In tutto il mondo sono 274 i giornalisti finiti in carcere nel 2020, che si conferma un anno da dimenticare anche per la libertà di stampa e di manifestazione del pensiero. A rivelare questo triste record è un nuovo rapporto del Committee to protect journalist (Comitato per la protezione dei giornalisti), che come ogni anno ha stilato il dossier per valutare la situazione dei diritti dei giornalisti in tutti i Paesi. La cifra, inoltre, non tiene conto di coloro che sono stati arrestati e rilasciati.
Il primato, se così si può definire, spetta alla Cina per il secondo anno di fila, con 47 giornalisti finiti dietro le sbarre.
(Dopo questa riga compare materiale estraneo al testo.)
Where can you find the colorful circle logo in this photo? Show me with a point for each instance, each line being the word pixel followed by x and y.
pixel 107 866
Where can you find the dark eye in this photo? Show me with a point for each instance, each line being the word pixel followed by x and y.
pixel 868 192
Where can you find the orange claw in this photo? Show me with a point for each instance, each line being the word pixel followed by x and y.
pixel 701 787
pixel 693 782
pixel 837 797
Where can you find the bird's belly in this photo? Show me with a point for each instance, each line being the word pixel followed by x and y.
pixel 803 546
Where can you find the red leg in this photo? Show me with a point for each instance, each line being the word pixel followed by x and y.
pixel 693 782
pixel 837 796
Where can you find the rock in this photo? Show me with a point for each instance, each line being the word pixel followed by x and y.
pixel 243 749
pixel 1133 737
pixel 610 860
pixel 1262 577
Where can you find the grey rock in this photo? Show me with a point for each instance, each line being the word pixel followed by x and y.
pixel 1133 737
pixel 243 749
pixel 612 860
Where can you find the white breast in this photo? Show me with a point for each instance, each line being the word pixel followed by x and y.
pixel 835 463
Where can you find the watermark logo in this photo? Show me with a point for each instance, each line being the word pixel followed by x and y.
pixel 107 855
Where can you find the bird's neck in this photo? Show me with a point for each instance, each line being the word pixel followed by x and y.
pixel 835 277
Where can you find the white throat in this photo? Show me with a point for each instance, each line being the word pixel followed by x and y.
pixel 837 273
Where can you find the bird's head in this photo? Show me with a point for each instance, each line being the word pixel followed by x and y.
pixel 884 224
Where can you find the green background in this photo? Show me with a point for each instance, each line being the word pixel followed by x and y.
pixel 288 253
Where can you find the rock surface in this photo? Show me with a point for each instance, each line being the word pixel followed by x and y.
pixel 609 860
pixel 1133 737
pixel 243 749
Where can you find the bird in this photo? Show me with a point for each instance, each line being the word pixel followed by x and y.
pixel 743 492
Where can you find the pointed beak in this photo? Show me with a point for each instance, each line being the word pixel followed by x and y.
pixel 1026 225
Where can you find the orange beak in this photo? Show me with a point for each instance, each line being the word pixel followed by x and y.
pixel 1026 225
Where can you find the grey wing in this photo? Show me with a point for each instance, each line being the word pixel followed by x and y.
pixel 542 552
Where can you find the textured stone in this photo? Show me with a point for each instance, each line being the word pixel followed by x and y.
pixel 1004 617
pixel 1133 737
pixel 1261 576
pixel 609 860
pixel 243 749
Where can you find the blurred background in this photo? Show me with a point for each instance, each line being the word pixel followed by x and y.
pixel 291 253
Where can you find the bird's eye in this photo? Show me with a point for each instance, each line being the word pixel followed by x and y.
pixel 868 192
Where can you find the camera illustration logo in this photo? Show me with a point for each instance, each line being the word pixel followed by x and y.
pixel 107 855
Dietro al gigante asiatico ci sono la Turchia con 37 arresti, Egitto con 27 e Arabia Saudita con 24. In Iran i giornalisti in carcere sono 15, ma nel Paese, lo scorso 12 dicembre, il giornalista Ruhollam Zam è stato impiccato perché accusato di collaborazione con i servizi segreti francesi. Zam era un dissidente del regime. La libertà di stampa e di pensiero, la cui importanza viene spesso dimenticata da chi ce l’ha già, è ancora oggi un baluardo dei sistemi democratici.
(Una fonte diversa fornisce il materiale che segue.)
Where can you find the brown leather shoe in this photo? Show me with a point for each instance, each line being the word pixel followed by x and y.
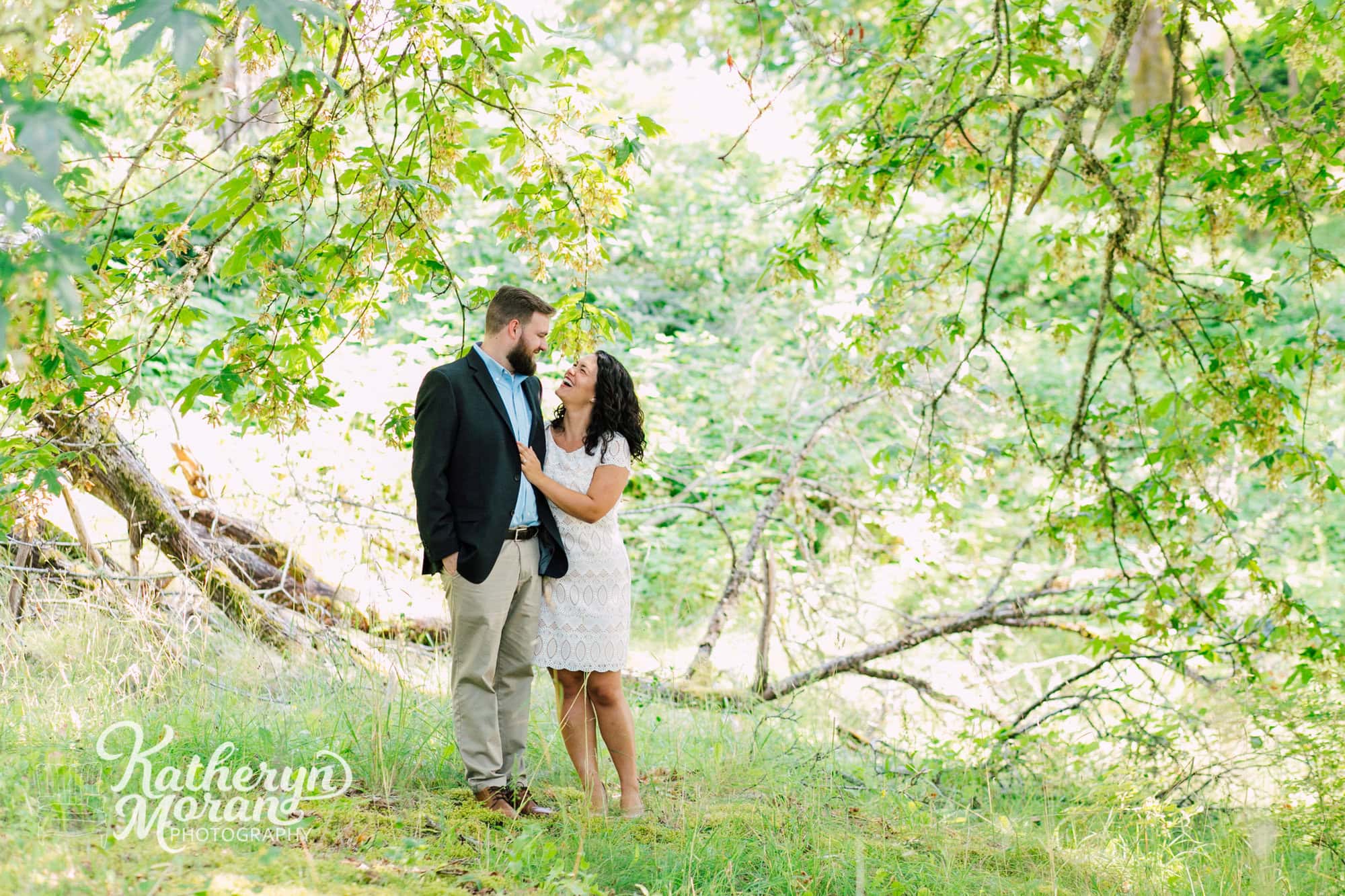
pixel 494 799
pixel 521 799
Quest’anno gli arresti nei confronti dei cronisti sono aumentati “a causa della pandemia” – si legge nel rapporto del Comitato – “quando i governi hanno represso la diffusione del virus o hanno cercato di sopprimere le notizie sui disordini politici”. Il report ha “profondamente turbato” Antonio Guterres, segretario generale delle Nazioni Unite. Il leader del Palazzo di Vetro ha “invitato nuovamente i governi a rilasciare immediatamente i giornalisti detenuti solo per aver esercitato la loro professione”. “Nella nostra vita – ha proseguito – i giornalisti e gli operatori dei media sono fondamentali nell’aiutarci a prendere decisioni informate”. Soprattutto in questi mesi difficili di pandemia, “queste decisioni sono ancora più cruciali e possono fare la differenza tra la vita e la morte”.